I am not trying to philosophise, to ask questions about the human condition, far from it. I can only say what I see. I am not judging, though I suspect some of you think I should. It was never my job to judge, and judgment just doesn’t have any place when you’re right in amongst it.
But though I won’t judge, it is my time there that has made me see the distinction between the men I’ve been amongst and people who live, say, in the west, people who I come back to after each spate, and it always strikes me that however angry people at home become, they never exhibit this rage, there is something within us that is either inhibited or just not so angry, and I can assure you that it is not the frenzy of war, the atmosphere, it is not the bloodlust or any other slightly nebulous driving force, because there is no such frenzy when you’re there, it’s more accurate to say that there’s a mixture of all sorts of emotions, but if we, or I were put in this situation, we wouldn’t be so depraved and disturbed. I am not for one minute trying to elevate our moral status, we would still go for the killing, but it wouldn’t be quite as barbaric, quite as rough. We would prefer to do it by stealth. I cannot imagine myself so consumed by rage as these men were, nor can I imagine any of my friends being so.

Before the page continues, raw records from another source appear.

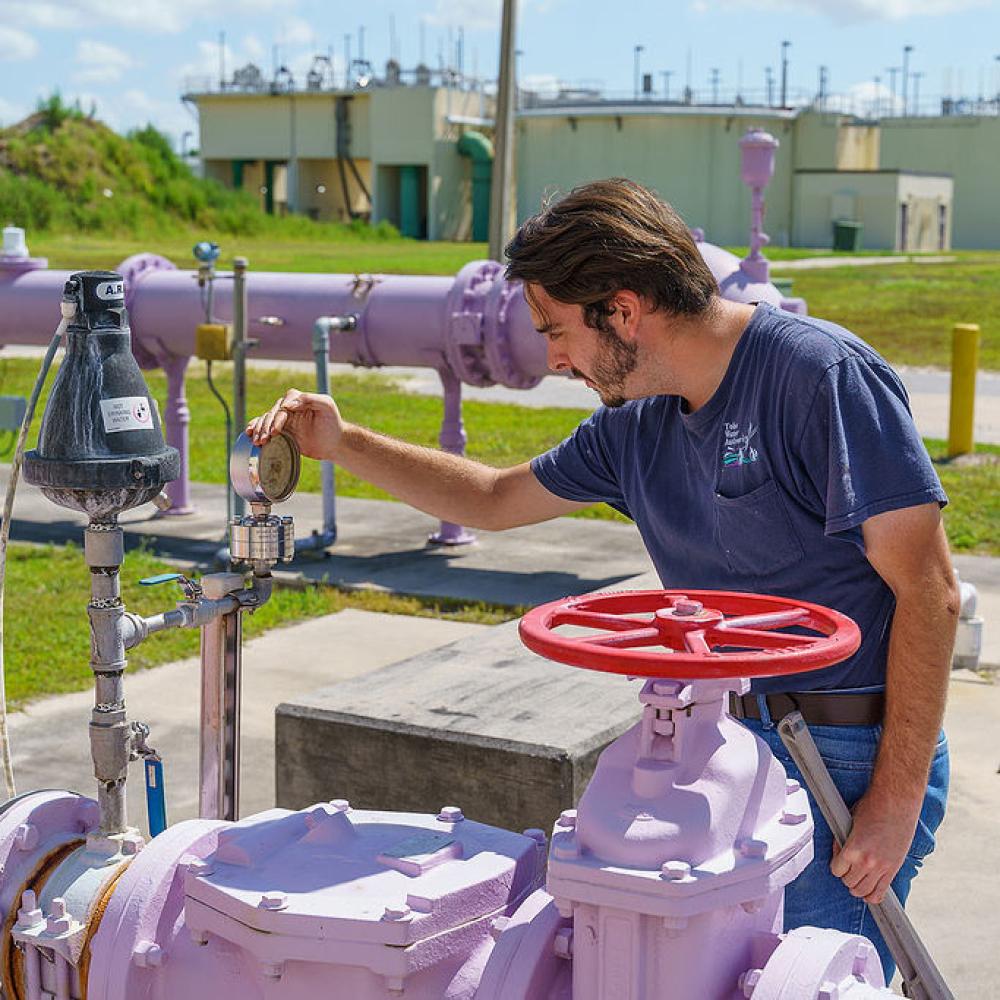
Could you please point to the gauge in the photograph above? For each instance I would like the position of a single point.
(266, 473)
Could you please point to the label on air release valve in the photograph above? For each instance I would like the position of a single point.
(126, 413)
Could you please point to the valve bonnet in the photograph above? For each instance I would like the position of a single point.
(100, 445)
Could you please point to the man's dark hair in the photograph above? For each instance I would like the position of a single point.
(607, 236)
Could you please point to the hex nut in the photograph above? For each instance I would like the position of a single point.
(675, 871)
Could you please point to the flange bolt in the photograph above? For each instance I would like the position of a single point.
(748, 982)
(684, 606)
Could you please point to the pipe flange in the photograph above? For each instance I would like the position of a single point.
(496, 336)
(464, 311)
(133, 269)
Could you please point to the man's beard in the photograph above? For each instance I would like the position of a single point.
(612, 366)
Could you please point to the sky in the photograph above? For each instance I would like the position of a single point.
(132, 59)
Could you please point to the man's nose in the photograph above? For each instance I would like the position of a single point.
(556, 359)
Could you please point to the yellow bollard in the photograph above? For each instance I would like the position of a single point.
(964, 365)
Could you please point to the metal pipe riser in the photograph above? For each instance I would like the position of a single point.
(475, 320)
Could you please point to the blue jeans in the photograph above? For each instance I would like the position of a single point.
(817, 897)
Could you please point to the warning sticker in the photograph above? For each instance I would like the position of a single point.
(126, 413)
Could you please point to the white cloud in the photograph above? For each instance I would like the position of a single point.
(100, 62)
(868, 99)
(153, 16)
(849, 11)
(16, 44)
(296, 31)
(10, 113)
(137, 109)
(472, 15)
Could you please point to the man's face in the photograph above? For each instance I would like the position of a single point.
(602, 358)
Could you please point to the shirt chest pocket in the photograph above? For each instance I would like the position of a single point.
(755, 531)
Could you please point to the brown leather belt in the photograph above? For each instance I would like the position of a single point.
(818, 708)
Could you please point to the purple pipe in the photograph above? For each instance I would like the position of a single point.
(473, 328)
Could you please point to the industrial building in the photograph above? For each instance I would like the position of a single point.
(415, 150)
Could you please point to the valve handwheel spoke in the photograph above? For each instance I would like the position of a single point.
(689, 635)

It wasn’t the war at all. I saw some of the men go apoplectic at some minor family mishap. I have never seen such disproportionate fury.
And despite what you might believe, the rage never burns itself out. If anything, the complete opposite is the case. The more they react, the worse it gets. There appears to be this inexhaustible fount of it, and the more that it’s accessed the more violent it becomes, but also the greater the surplus. You’d think that these fighters would tire of getting angry, literally physically, as it would exert such a drain on their energy, but they didn’t.

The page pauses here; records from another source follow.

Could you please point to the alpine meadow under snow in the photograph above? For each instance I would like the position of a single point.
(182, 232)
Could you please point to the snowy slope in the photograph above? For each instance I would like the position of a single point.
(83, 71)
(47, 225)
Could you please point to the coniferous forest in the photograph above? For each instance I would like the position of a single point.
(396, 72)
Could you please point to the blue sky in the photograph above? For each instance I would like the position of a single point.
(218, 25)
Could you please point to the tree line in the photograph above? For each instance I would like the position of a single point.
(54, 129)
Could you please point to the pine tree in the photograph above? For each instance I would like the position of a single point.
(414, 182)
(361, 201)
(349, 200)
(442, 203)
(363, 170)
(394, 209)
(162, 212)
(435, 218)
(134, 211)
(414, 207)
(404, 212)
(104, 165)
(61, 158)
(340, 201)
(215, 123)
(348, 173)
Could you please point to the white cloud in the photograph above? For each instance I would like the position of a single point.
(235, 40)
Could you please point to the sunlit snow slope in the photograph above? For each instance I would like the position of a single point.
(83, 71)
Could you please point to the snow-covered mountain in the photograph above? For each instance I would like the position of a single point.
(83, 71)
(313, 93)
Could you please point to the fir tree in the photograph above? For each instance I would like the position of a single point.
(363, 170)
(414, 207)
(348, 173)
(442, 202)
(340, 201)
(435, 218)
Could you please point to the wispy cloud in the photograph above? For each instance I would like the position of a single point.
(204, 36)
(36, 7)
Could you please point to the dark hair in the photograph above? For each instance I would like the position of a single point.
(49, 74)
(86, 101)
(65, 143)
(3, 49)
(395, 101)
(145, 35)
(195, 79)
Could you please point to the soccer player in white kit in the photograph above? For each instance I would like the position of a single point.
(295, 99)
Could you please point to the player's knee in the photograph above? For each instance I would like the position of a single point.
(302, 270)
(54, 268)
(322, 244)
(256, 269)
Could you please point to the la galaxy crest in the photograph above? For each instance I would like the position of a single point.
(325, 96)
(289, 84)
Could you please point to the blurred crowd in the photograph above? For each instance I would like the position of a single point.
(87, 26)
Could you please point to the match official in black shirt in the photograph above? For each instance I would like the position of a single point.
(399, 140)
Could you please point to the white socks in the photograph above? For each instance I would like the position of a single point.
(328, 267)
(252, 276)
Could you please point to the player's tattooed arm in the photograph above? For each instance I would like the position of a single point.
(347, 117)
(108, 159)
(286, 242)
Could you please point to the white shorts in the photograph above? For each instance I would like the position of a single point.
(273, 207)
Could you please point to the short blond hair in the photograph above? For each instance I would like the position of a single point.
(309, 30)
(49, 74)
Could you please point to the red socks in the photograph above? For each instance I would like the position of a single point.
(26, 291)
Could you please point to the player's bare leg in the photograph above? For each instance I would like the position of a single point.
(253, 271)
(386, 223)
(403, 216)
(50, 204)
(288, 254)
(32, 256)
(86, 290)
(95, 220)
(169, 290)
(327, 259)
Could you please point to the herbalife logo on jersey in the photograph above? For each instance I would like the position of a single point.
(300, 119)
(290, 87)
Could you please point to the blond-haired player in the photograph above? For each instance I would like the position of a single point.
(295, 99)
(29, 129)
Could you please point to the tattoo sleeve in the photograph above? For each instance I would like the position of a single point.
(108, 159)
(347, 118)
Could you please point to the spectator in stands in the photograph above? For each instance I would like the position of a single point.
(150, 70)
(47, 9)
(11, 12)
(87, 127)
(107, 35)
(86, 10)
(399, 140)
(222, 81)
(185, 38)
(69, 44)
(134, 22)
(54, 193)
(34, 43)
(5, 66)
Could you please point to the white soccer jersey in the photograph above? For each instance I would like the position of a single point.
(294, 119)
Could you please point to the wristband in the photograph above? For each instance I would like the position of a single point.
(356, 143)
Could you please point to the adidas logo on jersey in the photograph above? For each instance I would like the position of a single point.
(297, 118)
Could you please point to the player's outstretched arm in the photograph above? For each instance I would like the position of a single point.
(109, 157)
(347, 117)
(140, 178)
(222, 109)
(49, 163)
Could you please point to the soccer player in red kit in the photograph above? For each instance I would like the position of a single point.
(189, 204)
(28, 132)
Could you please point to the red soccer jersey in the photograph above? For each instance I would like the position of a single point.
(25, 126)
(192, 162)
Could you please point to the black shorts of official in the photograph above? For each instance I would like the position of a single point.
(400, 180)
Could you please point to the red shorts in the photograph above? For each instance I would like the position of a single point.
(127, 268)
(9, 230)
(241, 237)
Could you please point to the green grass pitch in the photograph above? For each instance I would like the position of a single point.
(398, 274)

That is why, partly, I felt I had to withdraw. I felt that even if my presence wasn’t detrimental, it probably wasn’t positive. Aside from perhaps the very slight tendency to act up the rage -- I don’t mean put on a show – I never saw any change in the people I followed. And since I was a war correspondent, I was only useful in so far that there was fighting. As soon as the fighting stopped, I was out of a job. Perhaps deep inside was a selfish urge to let this all continue, as horrific and horrifying as it was. But then I realised they would never change, they would never break the cycle, there was no point to it, there’d be no improvement, in some ways the situation just had to be accepted as it was, not to let people go on killing each other, but to accept that they were full of anger and that because of that there was going to be killing and war, there were going to be facial contortions I will never exhume from my mind.
There is still fighting all around the globe, but I don’t have to be part of it. As soon as one war dies down another crops up. Same forces, different terrain. Same internal forces I mean. It doesn’t matter where you go, there will always be fighting. How long will it go on for? Who can say.